The first procedure closes the bladder and the abdomen, and the second repairs the urethra and sex organs. Then, when the child is old enough to participate in toilet training, surgeons perform bladder neck reconstruction.
Standard care after surgery includes:
Immobilization. After surgery, infants need to stay in traction while they heal. The amount of time a child needs to be immobilized varies, but is typically around four to six weeks.
Pain management. Doctors can place a thin tube into the spinal canal during surgery to deliver pain medications directly to the area it's needed. This allows for more consistent pain control and less use of opioid medications.
After surgery, most — but not all — children will be able to achieve continence. Children sometimes need to have a tube inserted into their bladders to drain urine (catheterization). Additional surgeries may be needed as your child grows.
Coping and support
Having a baby with a significant and rare birth defect such as bladder exstrophy can be extremely stressful. It's difficult for doctors to predict how successful surgery will be, so you're facing an unknown future for your child.
Depending on the surgery's outcome and his or her degree of continence, your child may experience emotional and social challenges. A social worker or other behavioral health professional can offer your child and your family support in facing these challenges.
Some doctors recommend that all children with BEEC receive early counseling and that they and their families continue to receive psychological support into adulthood.
You may also benefit from finding a support group of other parents who are dealing with the condition. Talking with others who've had similar experiences and understand what you're going through can be helpful.
It may also be helpful to keep in mind that children with bladder exstrophy have normal life expectancies, and a good chance of living full, productive lives with work, relationships and children of their own.
Preparing for an appointment
Your health care provider may have diagnosed your baby's condition during your pregnancy. If so, in addition to the health care provider you've selected to care for you during your pregnancy, you'll also likely consult with a multidisciplinary team of physicians, surgeons and other specialists.
Here's some information to help you get ready for your appointment, and what to expect from your health care providers if your unborn baby has been diagnosed with bladder exstrophy.
What you can do
Be aware of any pre-appointment instructions. At the time you make the appointment, be sure to ask if there's any special preparation needed.
Ask a family member or friend to come with you, if possible. Sometimes it can be difficult to remember all the information provided to you during an appointment. Someone who accompanies you may remember something that you missed or forgot.
Write down questions to ask your doctor. Preparing questions ahead of time will help you make the most of your time with your health care providers.
For bladder exstrophy, some basic questions to ask include:
What is the extent of the defect? Can you tell how severe it is?
Can my baby be treated during pregnancy?
What will be done for my baby immediately after birth?
Will the treatment cure my child?
How many and what types of surgeries will my child need?
What are some of the potential complications of treatment or surgery?
Will there be any lasting effects?
Are there any support groups that can help my child and me?
What are the odds of this happening again in future pregnancies?
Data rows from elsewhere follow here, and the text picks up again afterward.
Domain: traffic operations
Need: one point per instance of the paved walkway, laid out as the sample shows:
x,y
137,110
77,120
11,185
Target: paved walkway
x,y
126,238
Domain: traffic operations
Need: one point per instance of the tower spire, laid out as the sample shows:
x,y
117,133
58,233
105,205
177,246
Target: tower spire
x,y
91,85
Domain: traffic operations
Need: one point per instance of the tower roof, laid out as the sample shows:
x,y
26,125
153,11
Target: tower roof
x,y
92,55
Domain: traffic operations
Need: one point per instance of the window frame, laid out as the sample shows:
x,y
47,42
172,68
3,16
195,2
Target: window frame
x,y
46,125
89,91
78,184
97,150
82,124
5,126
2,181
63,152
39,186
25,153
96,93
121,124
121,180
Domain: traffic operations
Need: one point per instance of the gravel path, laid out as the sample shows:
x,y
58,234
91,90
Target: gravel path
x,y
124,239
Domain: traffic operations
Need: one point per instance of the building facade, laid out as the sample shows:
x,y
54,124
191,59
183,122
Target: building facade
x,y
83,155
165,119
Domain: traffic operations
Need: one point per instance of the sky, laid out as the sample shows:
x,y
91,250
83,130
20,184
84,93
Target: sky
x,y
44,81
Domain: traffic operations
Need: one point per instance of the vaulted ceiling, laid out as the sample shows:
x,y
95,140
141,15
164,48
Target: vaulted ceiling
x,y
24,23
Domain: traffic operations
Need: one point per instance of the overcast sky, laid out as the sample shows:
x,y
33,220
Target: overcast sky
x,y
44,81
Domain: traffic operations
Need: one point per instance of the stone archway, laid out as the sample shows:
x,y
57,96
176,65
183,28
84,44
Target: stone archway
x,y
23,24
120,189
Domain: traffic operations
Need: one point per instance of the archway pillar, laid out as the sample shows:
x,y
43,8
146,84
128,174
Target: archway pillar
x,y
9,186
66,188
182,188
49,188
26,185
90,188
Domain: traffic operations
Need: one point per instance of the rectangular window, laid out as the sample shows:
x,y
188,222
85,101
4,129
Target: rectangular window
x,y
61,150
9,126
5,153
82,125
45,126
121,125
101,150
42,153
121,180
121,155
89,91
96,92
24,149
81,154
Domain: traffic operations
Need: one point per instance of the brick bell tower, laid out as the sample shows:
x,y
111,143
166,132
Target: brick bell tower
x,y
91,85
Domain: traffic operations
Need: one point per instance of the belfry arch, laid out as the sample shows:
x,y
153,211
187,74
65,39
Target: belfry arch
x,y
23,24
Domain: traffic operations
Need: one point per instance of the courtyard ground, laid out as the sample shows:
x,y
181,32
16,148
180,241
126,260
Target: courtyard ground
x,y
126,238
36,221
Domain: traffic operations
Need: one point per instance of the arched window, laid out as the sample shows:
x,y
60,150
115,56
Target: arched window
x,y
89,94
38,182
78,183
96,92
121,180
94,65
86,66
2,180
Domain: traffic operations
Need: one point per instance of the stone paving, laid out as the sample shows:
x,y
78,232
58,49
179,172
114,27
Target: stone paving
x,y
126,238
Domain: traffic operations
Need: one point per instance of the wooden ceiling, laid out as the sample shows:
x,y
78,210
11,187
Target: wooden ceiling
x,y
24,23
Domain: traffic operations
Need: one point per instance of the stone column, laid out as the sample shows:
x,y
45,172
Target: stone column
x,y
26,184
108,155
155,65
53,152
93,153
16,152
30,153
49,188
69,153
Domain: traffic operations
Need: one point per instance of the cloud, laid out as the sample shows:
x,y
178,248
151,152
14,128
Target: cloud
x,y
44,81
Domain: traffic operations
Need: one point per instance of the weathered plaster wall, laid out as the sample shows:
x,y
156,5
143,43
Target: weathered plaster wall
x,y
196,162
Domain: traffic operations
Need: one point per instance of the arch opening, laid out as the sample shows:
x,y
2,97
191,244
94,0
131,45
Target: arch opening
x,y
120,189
Is there any way to keep this from happening again in the future?
What websites do you recommend visiting?
In addition to the questions that you've prepared to ask your doctor, don't hesitate to ask other questions during your appointment.
What to expect from your doctor
Your doctor is likely to ask you a number of questions, such as:
Have you ever had a child with bladder exstrophy or other birth defects?
Has anyone in your family been born with bladder exstrophy?
If necessary, are you able to travel to a facility that offers specialized care?